CCS may also be an additional tool to cut carbon emissions from existing plants. We all want to use efficiency and renewables (and, more controversially, natural gas) to back out coal and carbon pollution from the more than 300GW of existing coal plants. But that won’t happen without strong policies. The reality is that we have not yet made the sale with critical members of Congress that a coal-free energy system is feasible in the near term. However, we can make the sale that CCS can become a real option, with a serious effort and supporting policies. Our community should not be afraid of having an additional tool to go after emissions from existing coal plants. If CCS is shown to be feasible for existing coal plants it will become harder and harder for those plants to justify operating without it. That helps level the playing field for alternatives to coal.

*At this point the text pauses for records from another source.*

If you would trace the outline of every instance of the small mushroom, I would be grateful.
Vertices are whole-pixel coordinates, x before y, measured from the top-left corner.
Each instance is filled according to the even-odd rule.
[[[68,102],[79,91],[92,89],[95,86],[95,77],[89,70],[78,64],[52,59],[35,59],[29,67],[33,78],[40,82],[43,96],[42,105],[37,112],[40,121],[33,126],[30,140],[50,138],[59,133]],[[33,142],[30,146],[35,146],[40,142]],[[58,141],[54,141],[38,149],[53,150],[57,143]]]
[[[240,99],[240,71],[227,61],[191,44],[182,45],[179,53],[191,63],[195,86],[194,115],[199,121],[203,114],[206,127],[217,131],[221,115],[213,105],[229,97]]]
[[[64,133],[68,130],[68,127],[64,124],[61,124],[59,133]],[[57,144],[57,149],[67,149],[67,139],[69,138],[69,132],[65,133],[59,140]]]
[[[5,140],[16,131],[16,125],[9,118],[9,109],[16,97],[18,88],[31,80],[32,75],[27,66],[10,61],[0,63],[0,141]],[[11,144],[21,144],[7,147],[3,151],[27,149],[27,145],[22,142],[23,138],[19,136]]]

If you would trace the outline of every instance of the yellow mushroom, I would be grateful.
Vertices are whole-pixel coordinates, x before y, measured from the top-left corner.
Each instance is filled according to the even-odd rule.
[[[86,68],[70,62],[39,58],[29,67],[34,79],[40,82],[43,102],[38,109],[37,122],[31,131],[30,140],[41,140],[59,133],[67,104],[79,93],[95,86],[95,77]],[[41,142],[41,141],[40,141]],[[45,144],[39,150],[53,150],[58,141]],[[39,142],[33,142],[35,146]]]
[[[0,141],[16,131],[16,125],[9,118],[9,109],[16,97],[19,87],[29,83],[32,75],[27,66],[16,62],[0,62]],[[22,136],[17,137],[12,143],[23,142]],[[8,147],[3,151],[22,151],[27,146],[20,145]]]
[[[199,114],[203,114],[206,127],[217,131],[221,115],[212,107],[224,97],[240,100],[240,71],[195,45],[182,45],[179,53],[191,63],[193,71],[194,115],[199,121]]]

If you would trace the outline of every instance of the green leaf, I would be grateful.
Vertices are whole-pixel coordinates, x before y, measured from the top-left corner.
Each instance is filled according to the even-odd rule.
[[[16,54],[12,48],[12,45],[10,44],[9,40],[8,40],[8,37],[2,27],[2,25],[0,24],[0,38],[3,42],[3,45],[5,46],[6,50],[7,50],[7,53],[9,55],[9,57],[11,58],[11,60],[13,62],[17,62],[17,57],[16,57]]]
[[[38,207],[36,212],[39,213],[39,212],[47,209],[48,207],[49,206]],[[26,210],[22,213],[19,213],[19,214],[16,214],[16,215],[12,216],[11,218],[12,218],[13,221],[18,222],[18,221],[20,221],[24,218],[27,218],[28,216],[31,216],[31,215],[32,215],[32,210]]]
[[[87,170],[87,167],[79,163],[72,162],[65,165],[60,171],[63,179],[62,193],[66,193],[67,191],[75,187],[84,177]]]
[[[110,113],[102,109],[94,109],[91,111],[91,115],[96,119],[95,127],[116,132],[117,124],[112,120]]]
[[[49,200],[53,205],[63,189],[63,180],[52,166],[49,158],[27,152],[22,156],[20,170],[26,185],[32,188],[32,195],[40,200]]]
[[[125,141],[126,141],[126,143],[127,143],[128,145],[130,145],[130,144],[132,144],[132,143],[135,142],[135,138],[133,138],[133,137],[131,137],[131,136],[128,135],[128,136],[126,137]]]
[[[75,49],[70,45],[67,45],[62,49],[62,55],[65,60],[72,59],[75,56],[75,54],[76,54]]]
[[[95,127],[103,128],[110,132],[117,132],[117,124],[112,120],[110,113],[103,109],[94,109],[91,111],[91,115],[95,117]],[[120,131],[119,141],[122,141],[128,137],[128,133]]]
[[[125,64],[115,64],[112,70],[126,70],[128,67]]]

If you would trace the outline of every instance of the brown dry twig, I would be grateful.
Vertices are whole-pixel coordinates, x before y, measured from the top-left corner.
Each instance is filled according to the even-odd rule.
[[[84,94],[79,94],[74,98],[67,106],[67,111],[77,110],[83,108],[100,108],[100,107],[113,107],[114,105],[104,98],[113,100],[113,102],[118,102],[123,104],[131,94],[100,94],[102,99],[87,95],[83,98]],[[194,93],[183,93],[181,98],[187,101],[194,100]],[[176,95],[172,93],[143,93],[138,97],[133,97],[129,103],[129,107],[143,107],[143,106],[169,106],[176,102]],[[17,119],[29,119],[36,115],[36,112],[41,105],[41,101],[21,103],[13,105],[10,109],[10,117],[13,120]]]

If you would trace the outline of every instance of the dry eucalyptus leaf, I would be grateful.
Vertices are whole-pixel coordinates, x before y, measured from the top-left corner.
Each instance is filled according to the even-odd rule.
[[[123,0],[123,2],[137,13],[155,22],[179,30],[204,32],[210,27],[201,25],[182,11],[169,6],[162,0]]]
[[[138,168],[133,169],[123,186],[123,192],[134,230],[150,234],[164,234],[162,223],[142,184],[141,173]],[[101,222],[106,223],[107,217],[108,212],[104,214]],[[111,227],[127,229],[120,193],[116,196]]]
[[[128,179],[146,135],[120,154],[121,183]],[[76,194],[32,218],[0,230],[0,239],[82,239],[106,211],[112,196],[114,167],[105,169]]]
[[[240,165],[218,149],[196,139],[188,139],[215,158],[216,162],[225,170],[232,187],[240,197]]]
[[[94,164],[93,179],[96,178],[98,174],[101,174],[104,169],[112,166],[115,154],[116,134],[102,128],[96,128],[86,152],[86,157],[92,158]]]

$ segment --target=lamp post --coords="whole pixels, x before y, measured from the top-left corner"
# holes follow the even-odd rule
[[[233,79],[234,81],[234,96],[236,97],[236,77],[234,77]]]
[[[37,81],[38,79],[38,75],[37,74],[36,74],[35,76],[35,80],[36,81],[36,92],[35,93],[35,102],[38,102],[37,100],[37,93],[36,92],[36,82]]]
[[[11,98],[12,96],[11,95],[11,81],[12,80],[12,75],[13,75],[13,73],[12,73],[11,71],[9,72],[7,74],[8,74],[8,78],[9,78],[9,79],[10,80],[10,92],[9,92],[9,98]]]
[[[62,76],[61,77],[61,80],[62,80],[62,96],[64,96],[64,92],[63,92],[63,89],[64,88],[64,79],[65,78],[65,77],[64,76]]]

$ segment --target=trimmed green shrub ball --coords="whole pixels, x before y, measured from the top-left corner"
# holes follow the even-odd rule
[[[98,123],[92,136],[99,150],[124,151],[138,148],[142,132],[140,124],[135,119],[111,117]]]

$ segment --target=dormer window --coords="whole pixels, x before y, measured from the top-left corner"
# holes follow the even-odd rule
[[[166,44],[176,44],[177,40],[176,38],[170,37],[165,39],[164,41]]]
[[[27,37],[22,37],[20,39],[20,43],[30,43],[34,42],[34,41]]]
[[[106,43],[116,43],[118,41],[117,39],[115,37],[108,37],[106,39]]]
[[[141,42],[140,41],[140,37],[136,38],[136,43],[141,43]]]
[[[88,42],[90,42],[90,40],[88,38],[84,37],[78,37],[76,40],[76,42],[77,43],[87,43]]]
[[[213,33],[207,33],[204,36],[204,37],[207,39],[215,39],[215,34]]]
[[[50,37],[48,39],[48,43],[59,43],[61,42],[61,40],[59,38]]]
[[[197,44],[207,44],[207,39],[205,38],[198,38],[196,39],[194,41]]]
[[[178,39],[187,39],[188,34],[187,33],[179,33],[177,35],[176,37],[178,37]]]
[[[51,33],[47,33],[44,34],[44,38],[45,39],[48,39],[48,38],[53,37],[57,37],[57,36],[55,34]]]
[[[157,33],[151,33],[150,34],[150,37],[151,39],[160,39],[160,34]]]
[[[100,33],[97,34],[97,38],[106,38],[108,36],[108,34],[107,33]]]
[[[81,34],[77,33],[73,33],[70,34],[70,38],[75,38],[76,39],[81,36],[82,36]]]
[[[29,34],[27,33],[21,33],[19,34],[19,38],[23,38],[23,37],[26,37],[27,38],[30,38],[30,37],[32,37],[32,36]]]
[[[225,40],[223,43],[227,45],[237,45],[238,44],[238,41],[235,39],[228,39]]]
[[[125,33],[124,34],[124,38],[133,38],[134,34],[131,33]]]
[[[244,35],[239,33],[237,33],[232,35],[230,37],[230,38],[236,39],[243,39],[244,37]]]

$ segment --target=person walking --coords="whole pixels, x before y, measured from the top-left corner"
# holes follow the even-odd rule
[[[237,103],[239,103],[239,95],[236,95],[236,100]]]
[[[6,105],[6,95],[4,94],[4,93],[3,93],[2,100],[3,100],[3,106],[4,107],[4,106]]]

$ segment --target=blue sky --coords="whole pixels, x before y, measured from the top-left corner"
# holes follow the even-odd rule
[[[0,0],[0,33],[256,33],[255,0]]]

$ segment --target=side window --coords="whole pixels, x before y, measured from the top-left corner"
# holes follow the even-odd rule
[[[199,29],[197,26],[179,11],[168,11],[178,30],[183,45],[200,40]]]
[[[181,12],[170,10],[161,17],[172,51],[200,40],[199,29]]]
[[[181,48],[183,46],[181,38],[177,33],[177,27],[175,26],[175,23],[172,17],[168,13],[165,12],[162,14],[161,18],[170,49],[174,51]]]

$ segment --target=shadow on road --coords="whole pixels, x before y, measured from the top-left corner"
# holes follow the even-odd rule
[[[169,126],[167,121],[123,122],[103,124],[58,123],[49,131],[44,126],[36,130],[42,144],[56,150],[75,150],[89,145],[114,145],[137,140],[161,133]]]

Nor is CCS just about coal. CCS may also turn out to be something we need to get more rapid reductions in greenhouse gas pollution. We all know we should have started a serious climate protection program decades ago. Instead, our “leaders” have let carbon pollution build up at an accelerating rate with a lot more in the pipeline. Most of us fear that we are in for some disastrous impacts just due to what is already in the atmosphere along with the added amounts we cannot prevent in the next few decades. We may well need to pull CO2 out of the air by applying CCS to sustainably produced biomass. Using the politics of coal to prove out CCS so it is available for broader applications may be seen in a decade or so as a smart move.
The energy penalty projected for first-generation CCS systems is a legitimate concern. But we need not worry about a future of massive deployment of high energy penalty CCS systems. If CCS designs do not achieve substantially better efficiencies than the first versions, other low-carbon options will win in the marketplace.

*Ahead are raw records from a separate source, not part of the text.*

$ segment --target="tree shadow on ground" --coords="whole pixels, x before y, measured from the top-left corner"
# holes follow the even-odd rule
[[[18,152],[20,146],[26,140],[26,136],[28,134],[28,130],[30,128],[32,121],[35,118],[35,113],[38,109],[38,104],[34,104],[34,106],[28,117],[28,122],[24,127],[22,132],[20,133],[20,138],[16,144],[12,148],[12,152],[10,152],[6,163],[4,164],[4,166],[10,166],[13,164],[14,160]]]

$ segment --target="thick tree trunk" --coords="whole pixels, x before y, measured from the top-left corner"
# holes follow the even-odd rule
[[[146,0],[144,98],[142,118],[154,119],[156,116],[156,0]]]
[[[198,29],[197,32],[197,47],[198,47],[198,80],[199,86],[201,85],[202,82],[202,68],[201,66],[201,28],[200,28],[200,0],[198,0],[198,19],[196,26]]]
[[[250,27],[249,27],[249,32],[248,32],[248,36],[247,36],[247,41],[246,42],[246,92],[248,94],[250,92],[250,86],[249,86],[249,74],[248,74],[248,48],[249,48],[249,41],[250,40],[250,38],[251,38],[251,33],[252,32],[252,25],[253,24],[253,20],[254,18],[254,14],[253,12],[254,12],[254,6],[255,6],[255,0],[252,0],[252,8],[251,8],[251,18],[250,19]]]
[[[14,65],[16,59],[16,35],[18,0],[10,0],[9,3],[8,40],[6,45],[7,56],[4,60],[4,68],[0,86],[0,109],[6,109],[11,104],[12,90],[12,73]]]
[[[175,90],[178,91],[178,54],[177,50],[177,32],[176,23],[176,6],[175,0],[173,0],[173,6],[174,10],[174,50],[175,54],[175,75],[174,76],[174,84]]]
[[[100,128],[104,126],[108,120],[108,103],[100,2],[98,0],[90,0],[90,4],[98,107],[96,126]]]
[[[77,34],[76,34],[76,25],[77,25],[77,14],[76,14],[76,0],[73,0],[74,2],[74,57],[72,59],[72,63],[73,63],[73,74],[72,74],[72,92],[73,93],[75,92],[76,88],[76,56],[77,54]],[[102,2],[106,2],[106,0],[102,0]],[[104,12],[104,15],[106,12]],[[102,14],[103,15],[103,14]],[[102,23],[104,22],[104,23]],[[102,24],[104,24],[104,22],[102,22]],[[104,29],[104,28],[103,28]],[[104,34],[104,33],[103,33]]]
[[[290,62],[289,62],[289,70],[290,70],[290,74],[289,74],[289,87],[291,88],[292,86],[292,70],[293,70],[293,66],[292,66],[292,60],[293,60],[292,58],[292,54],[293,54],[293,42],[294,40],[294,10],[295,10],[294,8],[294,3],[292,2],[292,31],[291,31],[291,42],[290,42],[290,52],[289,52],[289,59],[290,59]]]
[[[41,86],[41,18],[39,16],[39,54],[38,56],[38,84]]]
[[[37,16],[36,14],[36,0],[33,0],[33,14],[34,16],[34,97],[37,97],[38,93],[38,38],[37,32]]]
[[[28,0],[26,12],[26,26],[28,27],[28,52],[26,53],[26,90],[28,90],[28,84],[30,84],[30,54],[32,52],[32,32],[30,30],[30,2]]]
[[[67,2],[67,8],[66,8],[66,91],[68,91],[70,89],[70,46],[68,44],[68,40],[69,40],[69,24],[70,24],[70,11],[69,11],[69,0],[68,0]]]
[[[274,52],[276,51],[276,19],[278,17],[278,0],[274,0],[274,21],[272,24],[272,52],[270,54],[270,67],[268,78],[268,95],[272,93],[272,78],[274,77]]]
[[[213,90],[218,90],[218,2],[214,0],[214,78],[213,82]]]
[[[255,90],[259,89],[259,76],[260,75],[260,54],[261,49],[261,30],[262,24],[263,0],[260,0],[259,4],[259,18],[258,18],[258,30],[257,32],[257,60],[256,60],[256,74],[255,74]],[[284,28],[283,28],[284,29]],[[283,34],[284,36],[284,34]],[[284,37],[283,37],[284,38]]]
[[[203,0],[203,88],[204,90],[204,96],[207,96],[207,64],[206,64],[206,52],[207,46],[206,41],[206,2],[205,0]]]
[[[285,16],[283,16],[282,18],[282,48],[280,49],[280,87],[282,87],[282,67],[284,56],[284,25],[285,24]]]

What about the risk that CCS subsidies will enable coal to crowd out superior energy choices? Well, the key feature of the CCS subsidy provisions in the House and Senate climate bills is that payment is tied to actual capture and disposal of CO2. This is a huge change from past subsidies, including those in the stimulus bill, where the payment is not tied to actual tons of pollution avoided. While our community still may not like these CCS subsidies, keep in mind that they are part of a package that will put in place a steadily tightening cap on carbon pollution and a CO2 performance standard for new coal plants. That is a radically different policy environment than the status quo — one that will dramatically increase the prospects for efficiency and renewables. So whether you think, as NRDC does, that pay-for-performance CCS subsidies are an appropriate hedging strategy or that it’s just the price to pay to get the US off the dime on cutting carbon pollution, the odds are that CCS can play a positive role in helping us achieve our goals of moving the U.S. and the world to a cleaner energy future.